“Now, Mr. Lynde, I am at your service.”
Lynde gave a start, as if the doctor had suddenly dropped down at his side from out of the sky.
Dr. Pendegrast pushed back his chair and led the way across the quadrangle, in which a number of persons were taking coffee at small tables set here and there under oleander-trees in green-painted tubs. The smoking-room was unoccupied. Lynde stood a moment undetermined in the centre of the apartment, and then he laid his hand on the doctor’s shoulder.
“You don’t remember me?”
“Ah, then I have seen you before!” exclaimed Dr. Pendegrast, transfixed in the act of drawing a cigar from his case. “Your name and your face puzzled me, but I could not place you, so I didn’t mention it. You must pardon an old man’s bad memory. I am confused. When and where have I had the pleasure of seeing you?”
“It was scarcely a pleasure,” said Lynde, with bitterness.
“Indeed! I cannot imagine that; it is a pleasure now,” returned the doctor courteously. “It was three years ago, at your asylum. As you will recollect, I was brought there by mistake the day the patients”—
“Bless me!” exclaimed the doctor, dropping the ignited match. “How could I forget you! I took such a great liking to you, too. I have thought of that awkward affair a thousand times. But, really, coming across you in this unexpected manner”—
“I suppose I have changed somewhat,” Lynde broke in. “Dr. Pendegrast, I am in a very strange position here. It is imperative you should be perfectly frank with me. You will have to overlook my abruptness. Mr. Denham may return any instant, and what I have to say cannot be said in his presence. I know that Miss Denham has been under your charge as a patient. I want to know more than that bare circumstance.”

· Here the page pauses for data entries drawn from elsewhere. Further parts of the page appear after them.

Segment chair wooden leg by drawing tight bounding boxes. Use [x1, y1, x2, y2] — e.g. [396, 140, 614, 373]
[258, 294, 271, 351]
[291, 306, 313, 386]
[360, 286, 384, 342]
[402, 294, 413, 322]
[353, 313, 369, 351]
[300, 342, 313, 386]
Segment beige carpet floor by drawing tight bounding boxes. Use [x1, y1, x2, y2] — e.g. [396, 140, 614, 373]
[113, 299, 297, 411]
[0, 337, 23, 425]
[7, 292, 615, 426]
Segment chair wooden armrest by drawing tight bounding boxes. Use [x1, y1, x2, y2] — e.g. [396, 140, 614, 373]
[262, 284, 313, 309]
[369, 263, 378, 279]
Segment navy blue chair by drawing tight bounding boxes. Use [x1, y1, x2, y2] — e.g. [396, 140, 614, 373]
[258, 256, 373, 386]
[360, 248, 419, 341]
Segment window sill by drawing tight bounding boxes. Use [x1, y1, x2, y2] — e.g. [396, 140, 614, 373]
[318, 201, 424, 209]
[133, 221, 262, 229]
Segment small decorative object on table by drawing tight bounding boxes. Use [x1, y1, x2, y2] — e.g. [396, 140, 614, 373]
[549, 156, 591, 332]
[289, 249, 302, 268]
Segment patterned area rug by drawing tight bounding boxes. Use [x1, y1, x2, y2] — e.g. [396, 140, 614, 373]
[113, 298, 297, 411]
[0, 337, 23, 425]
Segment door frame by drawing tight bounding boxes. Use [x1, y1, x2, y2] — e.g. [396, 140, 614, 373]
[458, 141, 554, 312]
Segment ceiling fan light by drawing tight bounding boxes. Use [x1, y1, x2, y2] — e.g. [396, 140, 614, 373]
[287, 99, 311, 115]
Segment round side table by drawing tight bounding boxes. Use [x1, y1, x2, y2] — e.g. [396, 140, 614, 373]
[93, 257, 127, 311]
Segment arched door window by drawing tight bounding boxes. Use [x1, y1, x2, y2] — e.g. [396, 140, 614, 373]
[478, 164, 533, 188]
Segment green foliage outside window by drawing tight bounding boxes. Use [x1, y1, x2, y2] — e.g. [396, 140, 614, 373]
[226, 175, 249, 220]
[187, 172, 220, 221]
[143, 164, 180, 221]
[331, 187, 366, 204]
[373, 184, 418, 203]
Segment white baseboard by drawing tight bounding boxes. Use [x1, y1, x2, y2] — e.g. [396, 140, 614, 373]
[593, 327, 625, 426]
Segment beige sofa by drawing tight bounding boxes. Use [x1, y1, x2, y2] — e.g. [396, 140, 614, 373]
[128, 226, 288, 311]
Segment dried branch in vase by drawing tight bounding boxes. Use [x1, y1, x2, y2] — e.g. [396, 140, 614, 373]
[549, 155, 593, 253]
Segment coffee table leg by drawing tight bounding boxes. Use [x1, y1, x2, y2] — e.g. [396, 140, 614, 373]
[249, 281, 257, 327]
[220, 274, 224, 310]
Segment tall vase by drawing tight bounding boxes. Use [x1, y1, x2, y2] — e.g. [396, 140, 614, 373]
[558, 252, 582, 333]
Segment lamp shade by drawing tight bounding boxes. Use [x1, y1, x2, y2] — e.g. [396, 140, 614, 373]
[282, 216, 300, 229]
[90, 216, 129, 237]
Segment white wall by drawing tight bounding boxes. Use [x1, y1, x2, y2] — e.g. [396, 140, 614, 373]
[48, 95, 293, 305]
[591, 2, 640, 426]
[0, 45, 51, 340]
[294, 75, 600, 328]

The doctor recoiled a step. “Of course,” he said, recovering himself, “you must have recognized her.”
“I met your friends six or seven weeks ago at Geneva,” continued Lynde. “I recognized Miss Denham at once; but later I came to doubt and finally to disbelieve that I had ever seen her elsewhere. I refused to accept the testimony of my eyes and ears because—because so much of my happiness depended on my rejecting it.”
“Does Mrs. Denham know that you are in possession of the fact you mention? Denham of course doesn’t.”